There are six people in all: an older couple, their two adult children, the daughter’s fiancé, and their housekeeper. Stephie hears Aunt Märta call the man “Doctor.” Like Stephie’s father. He has gray hair and glasses, and looks tired.

His wife is tall and graceful. She was clearly a beautiful young woman once. The daughter is nice-looking, with curly blond hair. She and her fiancé are always holding hands. The son is tall, with contemplative gray eyes and brown hair that hangs down over his forehead.

The best thing is that they have a dog, a brown-and-white fox terrier that jumps right up on Stephie and licks her hand.

“Putte likes you,” the doctor’s daughter says.
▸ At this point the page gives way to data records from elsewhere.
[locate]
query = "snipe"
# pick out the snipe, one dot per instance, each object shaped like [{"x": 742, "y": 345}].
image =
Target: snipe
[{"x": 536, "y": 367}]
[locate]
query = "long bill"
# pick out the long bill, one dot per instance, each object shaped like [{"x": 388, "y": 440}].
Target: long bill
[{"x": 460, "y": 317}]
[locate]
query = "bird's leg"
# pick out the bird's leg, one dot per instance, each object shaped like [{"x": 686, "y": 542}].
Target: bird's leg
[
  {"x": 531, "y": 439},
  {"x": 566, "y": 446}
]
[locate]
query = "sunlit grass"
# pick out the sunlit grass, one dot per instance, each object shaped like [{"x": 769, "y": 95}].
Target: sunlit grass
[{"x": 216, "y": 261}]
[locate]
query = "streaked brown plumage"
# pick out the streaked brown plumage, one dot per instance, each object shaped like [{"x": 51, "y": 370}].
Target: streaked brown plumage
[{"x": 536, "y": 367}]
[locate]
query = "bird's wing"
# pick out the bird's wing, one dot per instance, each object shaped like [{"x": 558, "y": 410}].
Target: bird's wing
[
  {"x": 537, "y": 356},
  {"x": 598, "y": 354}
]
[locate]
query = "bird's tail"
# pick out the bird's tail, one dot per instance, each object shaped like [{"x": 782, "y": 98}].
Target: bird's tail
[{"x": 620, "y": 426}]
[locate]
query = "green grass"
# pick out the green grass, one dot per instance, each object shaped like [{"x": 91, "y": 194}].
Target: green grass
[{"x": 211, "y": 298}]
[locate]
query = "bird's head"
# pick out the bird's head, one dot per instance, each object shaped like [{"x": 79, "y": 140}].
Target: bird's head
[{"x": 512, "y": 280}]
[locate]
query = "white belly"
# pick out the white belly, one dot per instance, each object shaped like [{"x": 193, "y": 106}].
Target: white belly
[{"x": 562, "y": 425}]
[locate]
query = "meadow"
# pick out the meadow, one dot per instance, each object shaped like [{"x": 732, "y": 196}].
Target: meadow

“I hope you aren’t afraid of dogs?” the doctor’s wife asks.

“Oh, no,” says Stephie, patting Putte on the head. “I love dogs.”

“You may walk him,” the doctor’s wife tells her, “whenever you like.”

Stephie helps the summer guests carry in their belongings. The son will have her bedroom. She hears his mother call him, and learns that his name is Sven. She wonders how old he is. Seventeen, maybe eighteen.

When everything is in order, the doctor’s wife gives Stephie a coin.

“Thank you for helping,” she says.

Stephie blushes. “You don’t need to pay me.”

“Oh, please don’t be offended,” says the doctor’s wife. “Buy yourself some sweets. Incidentally, where do you come from?”

“From Vienna,” Stephie tells her, putting the coin in her dress pocket. “Thank you very much.”